Salah Kaprah dan Kaget di China

Iya iya saya tahu, dalam Bahasa Indonesia, yang baku tuh Tiongkok, tapi biarlah saya memakai Cina saja ya. Sekali-kali lah kalian nerima saja nggak usah komen dan minta penjelasan gitu. Teman-teman saya yang Chinese-Indonesian saja santai memakai kata yang sama. Toh niat saya memakai kata itu bukan untuk mengejek atau ngenyek, just a matter of comfort. << LAH PANJANG AMAT PENJELASANNYA.

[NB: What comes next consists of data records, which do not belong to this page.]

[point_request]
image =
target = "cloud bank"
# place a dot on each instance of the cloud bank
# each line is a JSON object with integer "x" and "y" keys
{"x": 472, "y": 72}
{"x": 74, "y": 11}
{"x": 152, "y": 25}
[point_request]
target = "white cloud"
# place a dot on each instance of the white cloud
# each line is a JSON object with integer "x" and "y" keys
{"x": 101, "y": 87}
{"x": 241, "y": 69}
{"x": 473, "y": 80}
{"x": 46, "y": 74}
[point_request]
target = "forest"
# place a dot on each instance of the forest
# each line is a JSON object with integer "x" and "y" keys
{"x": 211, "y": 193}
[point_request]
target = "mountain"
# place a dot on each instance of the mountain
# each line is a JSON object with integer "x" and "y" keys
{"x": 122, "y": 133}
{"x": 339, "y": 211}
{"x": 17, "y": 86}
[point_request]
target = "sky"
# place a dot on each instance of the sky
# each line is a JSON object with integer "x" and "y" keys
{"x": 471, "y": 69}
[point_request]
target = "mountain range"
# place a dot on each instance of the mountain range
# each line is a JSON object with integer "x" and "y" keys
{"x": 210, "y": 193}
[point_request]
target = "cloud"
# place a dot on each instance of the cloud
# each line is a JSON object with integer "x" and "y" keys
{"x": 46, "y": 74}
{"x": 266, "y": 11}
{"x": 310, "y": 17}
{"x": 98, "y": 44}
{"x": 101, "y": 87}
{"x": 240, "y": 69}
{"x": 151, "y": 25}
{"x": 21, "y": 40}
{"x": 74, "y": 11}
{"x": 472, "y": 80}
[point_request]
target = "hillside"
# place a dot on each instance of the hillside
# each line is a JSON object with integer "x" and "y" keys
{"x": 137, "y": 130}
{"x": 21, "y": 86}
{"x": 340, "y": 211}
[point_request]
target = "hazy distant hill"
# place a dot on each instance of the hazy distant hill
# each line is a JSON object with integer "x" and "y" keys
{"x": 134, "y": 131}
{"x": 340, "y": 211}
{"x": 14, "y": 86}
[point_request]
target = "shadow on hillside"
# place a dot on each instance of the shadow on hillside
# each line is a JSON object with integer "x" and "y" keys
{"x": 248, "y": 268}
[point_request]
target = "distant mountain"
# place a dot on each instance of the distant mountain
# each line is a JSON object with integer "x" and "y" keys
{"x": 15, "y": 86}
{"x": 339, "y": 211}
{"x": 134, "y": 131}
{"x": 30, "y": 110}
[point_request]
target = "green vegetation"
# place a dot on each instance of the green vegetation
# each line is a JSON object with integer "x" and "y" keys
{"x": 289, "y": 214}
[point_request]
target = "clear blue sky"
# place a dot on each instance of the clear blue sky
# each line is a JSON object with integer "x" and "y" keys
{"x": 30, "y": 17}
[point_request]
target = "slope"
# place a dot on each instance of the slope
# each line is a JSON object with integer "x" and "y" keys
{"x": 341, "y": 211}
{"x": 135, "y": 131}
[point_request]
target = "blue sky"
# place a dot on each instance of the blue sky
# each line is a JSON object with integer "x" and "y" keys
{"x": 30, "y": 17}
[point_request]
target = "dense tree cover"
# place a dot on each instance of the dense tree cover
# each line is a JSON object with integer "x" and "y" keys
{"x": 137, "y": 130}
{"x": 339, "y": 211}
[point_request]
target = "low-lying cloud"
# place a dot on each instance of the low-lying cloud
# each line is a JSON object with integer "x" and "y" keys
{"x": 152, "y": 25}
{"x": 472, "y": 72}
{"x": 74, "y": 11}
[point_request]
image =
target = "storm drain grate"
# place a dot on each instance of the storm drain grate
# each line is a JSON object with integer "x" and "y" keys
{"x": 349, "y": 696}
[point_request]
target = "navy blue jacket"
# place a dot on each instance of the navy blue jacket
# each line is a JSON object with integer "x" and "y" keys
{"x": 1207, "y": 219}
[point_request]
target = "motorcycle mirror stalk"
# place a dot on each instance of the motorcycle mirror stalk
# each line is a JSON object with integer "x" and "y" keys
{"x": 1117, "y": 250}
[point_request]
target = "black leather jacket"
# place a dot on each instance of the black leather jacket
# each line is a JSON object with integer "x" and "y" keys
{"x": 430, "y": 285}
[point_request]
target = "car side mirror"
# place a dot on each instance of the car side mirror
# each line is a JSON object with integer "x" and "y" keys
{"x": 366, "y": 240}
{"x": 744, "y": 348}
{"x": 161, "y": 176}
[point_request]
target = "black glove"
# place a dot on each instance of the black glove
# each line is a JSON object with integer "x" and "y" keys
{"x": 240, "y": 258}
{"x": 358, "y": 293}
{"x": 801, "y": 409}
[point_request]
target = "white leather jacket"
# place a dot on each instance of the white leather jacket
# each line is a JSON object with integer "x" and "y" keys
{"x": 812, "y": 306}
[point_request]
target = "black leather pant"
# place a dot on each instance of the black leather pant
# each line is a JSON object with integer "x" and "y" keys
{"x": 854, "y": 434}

Anyhoo… Mari menulis tentang perjalanan saya dan Mama ke Cina saja. Hehehe.

yuyuan-garden-shanghai

Perjalanan ke Cina bareng Mama kemarin sesungguhnya bukan perjalanan pertama kami ke negara Panda ini. Kami bolak-balik ke Hong Kong, Macau, dan Shenzhen pas libur Lebaran tahun-tahun lalu.

Tapi kan Hong Kong dan Macau, Lan, bukan Cina.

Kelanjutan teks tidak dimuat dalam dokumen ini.